Legislators may also be more inclined to fund Minnesota State because it’s state-owned, while the University is a land-grant institution, Nornes said.

Some regents think a disconnect between rural and metro legislators factors into funding considerations for the two systems.

Rural lawmakers have shifted attention to Minnesota State in the last several years, said Regent Richard Beeson.

“It’s not healthy for the state to have that sort of partisan divide based on geography and then having money follow in that manner,” Beeson said.

Johnson said Minnesota State also received more funding per student in the last biennium.

Both schools should receive fair treatment, he said. “I don’t think we should pit Minnesota State versus the University of Minnesota.”

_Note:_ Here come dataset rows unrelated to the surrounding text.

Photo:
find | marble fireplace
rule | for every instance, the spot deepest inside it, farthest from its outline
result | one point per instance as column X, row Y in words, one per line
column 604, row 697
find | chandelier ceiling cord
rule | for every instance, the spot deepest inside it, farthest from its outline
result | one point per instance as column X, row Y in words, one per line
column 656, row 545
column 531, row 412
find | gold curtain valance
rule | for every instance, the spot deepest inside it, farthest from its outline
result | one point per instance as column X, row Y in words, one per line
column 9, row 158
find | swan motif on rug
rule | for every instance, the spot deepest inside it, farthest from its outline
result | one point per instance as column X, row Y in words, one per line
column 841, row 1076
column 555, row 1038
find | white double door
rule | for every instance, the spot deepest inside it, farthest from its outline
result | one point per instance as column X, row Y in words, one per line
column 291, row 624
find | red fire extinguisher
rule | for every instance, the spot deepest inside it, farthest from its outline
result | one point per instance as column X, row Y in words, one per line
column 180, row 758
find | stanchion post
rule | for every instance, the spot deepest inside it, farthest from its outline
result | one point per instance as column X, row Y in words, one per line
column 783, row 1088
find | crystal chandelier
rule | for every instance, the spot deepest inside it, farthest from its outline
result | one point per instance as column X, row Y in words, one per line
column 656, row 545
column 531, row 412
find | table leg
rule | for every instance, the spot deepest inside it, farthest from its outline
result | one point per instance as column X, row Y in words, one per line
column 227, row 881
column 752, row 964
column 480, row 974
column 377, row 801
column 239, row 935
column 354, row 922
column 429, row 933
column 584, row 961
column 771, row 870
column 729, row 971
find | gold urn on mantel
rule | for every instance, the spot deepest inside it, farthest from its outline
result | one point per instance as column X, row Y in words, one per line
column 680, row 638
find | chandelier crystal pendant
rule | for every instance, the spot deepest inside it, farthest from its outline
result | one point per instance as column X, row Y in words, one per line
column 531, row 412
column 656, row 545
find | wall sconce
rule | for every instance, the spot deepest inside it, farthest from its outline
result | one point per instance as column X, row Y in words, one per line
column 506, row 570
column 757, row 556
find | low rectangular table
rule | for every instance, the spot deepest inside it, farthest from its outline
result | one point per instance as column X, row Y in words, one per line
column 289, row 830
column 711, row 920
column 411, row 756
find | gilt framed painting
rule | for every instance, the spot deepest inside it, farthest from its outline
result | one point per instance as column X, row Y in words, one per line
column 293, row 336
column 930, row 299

Still, weighing funds for each system is a “delicate balance” because both have unique needs, said Sen. Michelle Fischbach, R-Paynesville and chair of the Senate higher education committee.

The University’s coordinate campuses also need funding, she said.

“I personally want to hear about how the money that they’re asking for is going to help the students,” Fischbach said.

But the University and state’s relationship tends to fluctuate, she said, and the recent athletic scandals don’t help the school’s standing with legislators.

Nornes said he’d like to see the University use state funds to flatten tuition rates to gain trust with legislators.

“That would build so much public relations and confidence … within the legislature that they are really doing their part,” he said.

Kaler said Wednesday tuition will likely increase this fall for resident and nonresident students, even if the budget request is entirely funded.

Editor’s note: a previous version of this story didn’t mention a House higher education committee meeting held after sources commented on the University’s budget presentations to lawmakers for the Minnesota Daily. That hearing included testimony from students, staff and faculty members and a Minnesota county commissioner.